Anonymity and confidentiality
Introduction
Our paramount concern in everything we do will be to respect the anonymity and confidentiality of participants in the research, as well as the commercial confidentiality of the firms for which they work.
If you agree to take part in this study, we guarantee that what you tell us will not be attributed to you or to your organisation in anything we write or say. We will also take great care not to disclose in any way any incidental details that might make you or your organisation identifiable. Our general practice is to audio-record and transcribe interviews, but only if those to whom we speak agree to this. Notes and recordings will never be made public or shared with those not part of the research team, and electronic records will be encrypted and kept only in secure computer systems. We will not seek out any commercially confidential information, and if we inadvertently learn any, we will take the utmost care not to disclose it.

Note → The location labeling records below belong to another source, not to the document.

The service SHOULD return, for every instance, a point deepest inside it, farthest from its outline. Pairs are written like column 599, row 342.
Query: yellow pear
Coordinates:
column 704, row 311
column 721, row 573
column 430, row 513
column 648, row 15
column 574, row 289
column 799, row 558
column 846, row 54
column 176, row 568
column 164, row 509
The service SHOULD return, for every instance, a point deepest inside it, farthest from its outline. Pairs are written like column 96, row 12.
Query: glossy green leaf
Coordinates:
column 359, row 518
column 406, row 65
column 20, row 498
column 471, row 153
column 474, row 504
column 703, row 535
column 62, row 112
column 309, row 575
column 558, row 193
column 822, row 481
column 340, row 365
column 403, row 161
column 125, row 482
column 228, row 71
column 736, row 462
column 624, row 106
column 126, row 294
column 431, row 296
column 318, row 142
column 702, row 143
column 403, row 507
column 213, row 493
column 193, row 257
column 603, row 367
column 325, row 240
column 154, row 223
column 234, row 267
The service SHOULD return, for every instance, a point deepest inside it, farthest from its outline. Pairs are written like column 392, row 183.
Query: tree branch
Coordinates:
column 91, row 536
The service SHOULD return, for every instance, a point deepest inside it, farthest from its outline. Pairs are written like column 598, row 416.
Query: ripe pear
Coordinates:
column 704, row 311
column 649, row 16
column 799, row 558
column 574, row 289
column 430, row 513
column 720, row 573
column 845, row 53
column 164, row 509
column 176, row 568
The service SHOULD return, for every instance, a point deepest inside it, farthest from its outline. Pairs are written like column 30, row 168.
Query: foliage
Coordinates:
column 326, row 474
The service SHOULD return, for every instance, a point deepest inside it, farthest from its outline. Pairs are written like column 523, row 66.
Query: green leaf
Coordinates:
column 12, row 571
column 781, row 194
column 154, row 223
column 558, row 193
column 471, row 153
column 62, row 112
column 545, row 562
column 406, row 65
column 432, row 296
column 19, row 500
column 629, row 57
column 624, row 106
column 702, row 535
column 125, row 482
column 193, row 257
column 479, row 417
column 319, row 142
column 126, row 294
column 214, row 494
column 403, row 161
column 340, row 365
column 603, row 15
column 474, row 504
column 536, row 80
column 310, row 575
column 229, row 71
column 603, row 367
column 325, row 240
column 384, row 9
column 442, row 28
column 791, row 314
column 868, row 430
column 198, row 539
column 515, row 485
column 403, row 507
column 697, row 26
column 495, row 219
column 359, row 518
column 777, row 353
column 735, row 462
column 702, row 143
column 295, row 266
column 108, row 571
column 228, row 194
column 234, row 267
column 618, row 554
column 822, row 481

The research team has a great deal of experience in conducting research under these conditions of confidentiality. Its leader, Donald MacKenzie, has nearly forty years of experience of research of this kind, including over 600 interviews, some on topics far more sensitive than those we are exploring here (in particular, the design of nuclear weapons systems). At no point in this research has confidentiality ever been breached, and if you choose to participate in this study you can be confident that that will continue to be the case here. We have an informed Consent and Confidentiality Form, which we will happily sign if you wish (although you may simply give us your consent verbally if you prefer). The guarantees given in this form (on anonymity, confidentiality and some other important matters) will hold equally if you give your consent verbally.